25 Toen kwam de HEERE af in de wolk, en sprak tot hem, en afzonderende van den Geest, die op hem was, legde Hem op de zeventig mannen, die oudsten; en het geschiedde, als de Geest op hen rustte, dat zij profeteerden, maar daarna niet meer.
And the Lord cam doun bi a cloude, and spak to Moises, and took a weye of the spirit that was in Moises, and yaf to the seuenti men; and whanne the spirit hadde restid in hem, thei profesieden, and ceessiden not `aftirward.
26 Maar twee mannen waren in het leger overgebleven; des enen naam was Eldad, en des anderen naam Medad; en die Geest rustte op hen (want zij waren onder de aangeschrevenen, hoewel zij tot de tent niet uitgegaan waren), en zij profeteerden in het leger.
Forsothe twei men dwelliden stille in the tentis, of whiche men oon was clepid Heldad, and the tothir Medad, on whiche the spirit restide; for also thei weren descryued, and thei yeden not out to the tabernacle.
27 Toen liep een jongen heen, en boodschapte aan Mozes, en zeide: Eldad en Medad profeteren in het leger.
And whanne thei profesieden in the tentis, a child ran, and teld to Moises, and seide, Heldad and Medad profecien in the tentis.
28 En Jozua, de zoon van Nun, de dienaar van Mozes, een van zijn uitgelezen jongelingen, antwoordde en zeide: Mijn heer Mozes, verbied hun!
Anoon Josue, the sone of Nun, the `mynystre of Moises, and chosun of manye, seide, My lord Moises, forbede thou hem.

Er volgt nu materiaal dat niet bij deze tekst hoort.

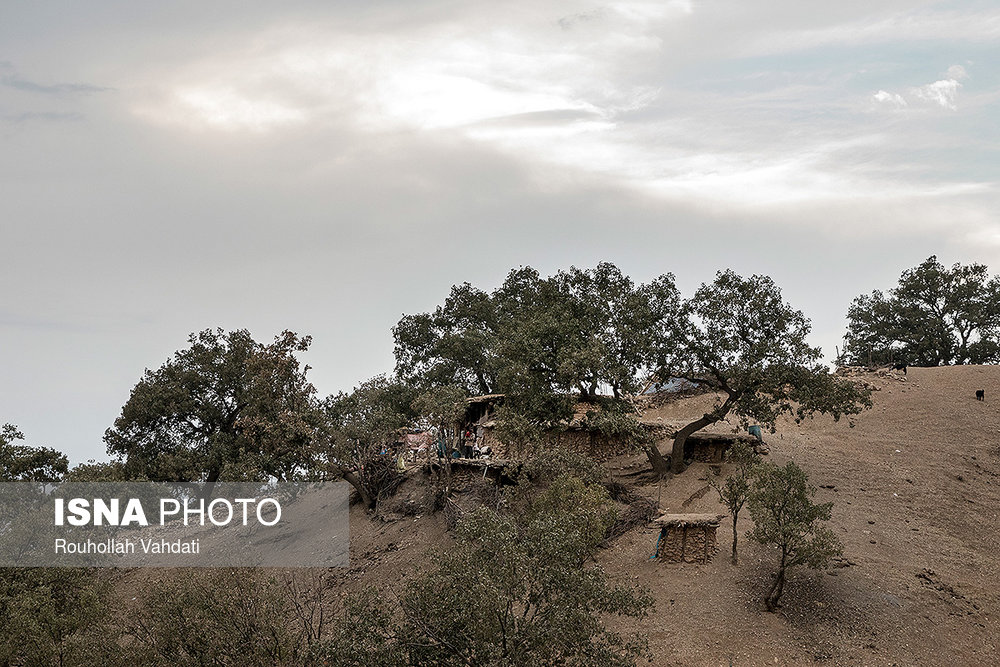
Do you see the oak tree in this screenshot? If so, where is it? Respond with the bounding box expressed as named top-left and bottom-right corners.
top-left (843, 255), bottom-right (1000, 366)
top-left (748, 461), bottom-right (842, 611)
top-left (649, 270), bottom-right (871, 474)
top-left (104, 329), bottom-right (320, 482)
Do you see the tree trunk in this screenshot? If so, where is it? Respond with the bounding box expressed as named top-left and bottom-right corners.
top-left (670, 389), bottom-right (742, 475)
top-left (764, 552), bottom-right (787, 611)
top-left (733, 512), bottom-right (740, 565)
top-left (334, 466), bottom-right (375, 509)
top-left (646, 443), bottom-right (670, 478)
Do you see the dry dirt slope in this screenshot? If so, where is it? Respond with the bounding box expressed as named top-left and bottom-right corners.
top-left (602, 367), bottom-right (1000, 665)
top-left (312, 367), bottom-right (1000, 666)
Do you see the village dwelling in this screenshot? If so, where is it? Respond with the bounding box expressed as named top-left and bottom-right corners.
top-left (653, 514), bottom-right (726, 563)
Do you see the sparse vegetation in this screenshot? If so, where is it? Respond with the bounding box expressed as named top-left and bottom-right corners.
top-left (748, 461), bottom-right (842, 611)
top-left (843, 255), bottom-right (1000, 366)
top-left (323, 475), bottom-right (651, 667)
top-left (709, 440), bottom-right (761, 565)
top-left (650, 271), bottom-right (871, 473)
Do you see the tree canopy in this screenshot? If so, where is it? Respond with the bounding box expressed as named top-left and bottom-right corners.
top-left (104, 329), bottom-right (320, 482)
top-left (650, 270), bottom-right (871, 473)
top-left (748, 461), bottom-right (842, 611)
top-left (0, 424), bottom-right (69, 482)
top-left (843, 256), bottom-right (1000, 366)
top-left (393, 263), bottom-right (672, 446)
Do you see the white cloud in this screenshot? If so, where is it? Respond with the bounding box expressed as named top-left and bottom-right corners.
top-left (910, 79), bottom-right (962, 111)
top-left (948, 65), bottom-right (969, 81)
top-left (872, 90), bottom-right (907, 109)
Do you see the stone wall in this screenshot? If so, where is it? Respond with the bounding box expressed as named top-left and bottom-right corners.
top-left (656, 526), bottom-right (718, 563)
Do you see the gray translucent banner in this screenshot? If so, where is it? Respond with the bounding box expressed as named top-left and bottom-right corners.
top-left (0, 482), bottom-right (350, 567)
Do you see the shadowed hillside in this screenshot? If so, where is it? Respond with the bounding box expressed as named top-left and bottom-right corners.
top-left (337, 366), bottom-right (1000, 665)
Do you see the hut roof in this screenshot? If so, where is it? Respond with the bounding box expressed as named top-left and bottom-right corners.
top-left (653, 514), bottom-right (726, 528)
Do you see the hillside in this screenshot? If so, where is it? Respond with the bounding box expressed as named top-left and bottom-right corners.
top-left (334, 366), bottom-right (1000, 665)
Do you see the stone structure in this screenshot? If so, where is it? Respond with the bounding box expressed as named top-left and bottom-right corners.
top-left (653, 514), bottom-right (726, 563)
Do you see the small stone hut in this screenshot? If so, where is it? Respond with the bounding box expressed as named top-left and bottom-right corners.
top-left (653, 514), bottom-right (725, 563)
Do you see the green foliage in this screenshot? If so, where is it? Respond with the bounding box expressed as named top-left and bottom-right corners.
top-left (63, 459), bottom-right (131, 482)
top-left (126, 570), bottom-right (305, 666)
top-left (0, 568), bottom-right (123, 666)
top-left (709, 440), bottom-right (761, 565)
top-left (313, 588), bottom-right (411, 667)
top-left (0, 424), bottom-right (69, 482)
top-left (323, 475), bottom-right (652, 667)
top-left (656, 271), bottom-right (871, 472)
top-left (312, 375), bottom-right (417, 508)
top-left (393, 263), bottom-right (678, 456)
top-left (104, 329), bottom-right (319, 482)
top-left (413, 385), bottom-right (466, 426)
top-left (392, 283), bottom-right (498, 394)
top-left (843, 256), bottom-right (1000, 366)
top-left (748, 461), bottom-right (842, 611)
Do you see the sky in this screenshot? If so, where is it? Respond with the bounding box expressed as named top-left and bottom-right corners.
top-left (0, 0), bottom-right (1000, 463)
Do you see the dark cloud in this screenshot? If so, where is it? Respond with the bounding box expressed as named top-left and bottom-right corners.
top-left (2, 111), bottom-right (84, 123)
top-left (0, 76), bottom-right (111, 95)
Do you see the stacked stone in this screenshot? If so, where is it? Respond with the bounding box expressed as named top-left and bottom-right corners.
top-left (655, 514), bottom-right (725, 563)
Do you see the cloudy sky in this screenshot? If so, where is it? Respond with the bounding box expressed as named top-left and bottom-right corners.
top-left (0, 0), bottom-right (1000, 462)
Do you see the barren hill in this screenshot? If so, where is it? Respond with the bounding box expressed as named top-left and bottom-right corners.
top-left (336, 366), bottom-right (1000, 666)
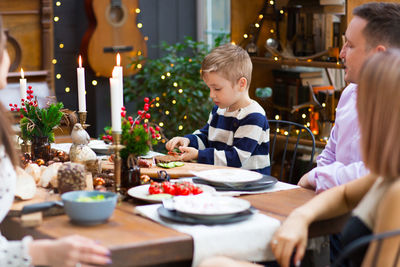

29 Doch Mozes zeide tot hem: Zijt gij voor mij ijverende? Och, of al het volk des HEEREN profeten waren, dat de HEERE Zijn Geest over hen gave!
And he seide, What hast thou enuye for me? who yyueth that al the puple profesie, and that God yyue his spirit to hem?
30 Daarna verzamelde zich Mozes tot het leger, hij en de oudsten van Israel.
And Moises turnede ayen, and the eldre men in birthe of Israel in to the tentis.
31 Toen voer een wind uit van den HEERE, en raapte kwakkelen van de zee, en strooide ze bij het leger, omtrent een dagreize herwaarts, en omtrent een dagreize derwaarts, rondom het leger; en zij waren omtrent twee ellen boven de aarde.
Forsothe a wynde yede forth fro the Lord, and took curlewis, and bar ouer the see, and lefte in to the tentis, in the iurney, as myche as mai be parformed in o day, bi ech part of the tentis bi cumpas; and tho flowen in the eir bi twei cubitis in `hiynesse ouer the erthe.
32 Toen maakte zich het volk op, dien gehelen dag, en dien gansen nacht, en den gansen anderen dag, en verzamelden de kwakkelen; die het minst had, had tien homers verzameld; en zij spreidden ze voor zich van elkander rondom het leger.
Therfor the puple roos in al that dai and nyyt and in to the tothir dai, and gaderide the multitude of curlewis; he that gaderide litil, gaderide ten `mesuris clepid chorus; `and o chorus conteyneth ten buschels; and thei drieden tho curlewis bi the cumpas of the tentis.
33 Dat vlees was nog tussen hun tanden, eer het gekauwd was, zo ontstak de toorn des HEEREN tegen het volk, en de HEERE sloeg het volk met een zeer grote plaag.
Yit `fleischis weren in the teeth `of hem, and siche mete failide not; and lo! the woodnesse of the Lord was reisid ayens the puple, and smoot it with a ful greet veniaunce.
34 Daarom heet men den naam derzelver plaats Kibroth Thaava; want daar begroeven zij het volk, dat belust was geweest.
And thilke place was clepid The sepulcris of coueitise, for there thei birieden the puple that desiride fleischis.
35 Van Kibroth Thaava verreisde het volk naar Hazeroth; en zij bleven in Hazeroth.
Sotheli thei yeden `out of the sepulcris of coueitise, and camen in to Asseroth, and dwelliden there.